Ik neem aan dat deze omschrijving wel zal kloppen voor de tijd waarin Mandelstam zijn tekst schreef. Het beeld is sindsdien bijgesteld: we leven – voor wie het nog niet mocht weten - in een radicaal, globaal gemediatiseerde wereld belust op spektakel, sensatie en consumptie. Consumptie. We leven onder de afmattende stress van rentabiliteit, grootschaligheid, meetbaarheid. Meetbaarheid. De kritische stem blijft in onze democratieën weliswaar toelaatbaar maar klinkt door een steeds groter wordende ruis (o.m. door een overaanbod aan niet altijd controleerbare informatie) niet meer efficiënt door. Literatuur is ternauwernood nog tot lering, veeleer tot vermaak. Het hogere en het verhevene behoren niet meer tot het lopende discours. Het voetstuk is weg. De literator werd een copywriter.

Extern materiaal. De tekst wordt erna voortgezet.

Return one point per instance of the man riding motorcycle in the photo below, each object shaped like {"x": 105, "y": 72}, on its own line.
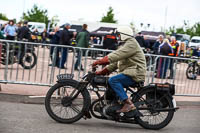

Een zaak bleef mijn inziens onveranderd: de literatuur die in dit marktsysteem wil blijven meedraaien, blijft zich richten tot een concrete toehoorder. Of tenminste, in hedendaagse termen, tot een statische ‘consument’. De prooi, de doelgroep: van ‘kid’ tot ‘chick’. (Hierbij hoort een nuancering. Het gegeven ‘doelgroep’ hoeft in sommige gevallen niet noodzakelijk een negatieve lading te hebben. Er is bijvoorbeeld niks tegen kinder- en jeugdliteratuur - die zich overigens kan beroepen op een eeuwenlange traditie. Haar pedagogische waarde is groot en het beste eruit zelfs meer dan pedagogisch. Mijn bedenking betreft de literaire kwaliteit - ook die van de jeugdliteratuur - die vaak ten koste van het verkoopcijfer gaat.)

In dit systeem helt de schaal van het ‘ik’ en ‘het niet-ik’ in de richting van het niet-ik. Een niet-ik van wie enkel maar een passieve houding verwacht wordt. Van een dialoog is geen sprake tenzij als schijnmanoeuvre, als list, als trucage: men behaagt, men verleidt, men verblindt, verdooft, verkoopt.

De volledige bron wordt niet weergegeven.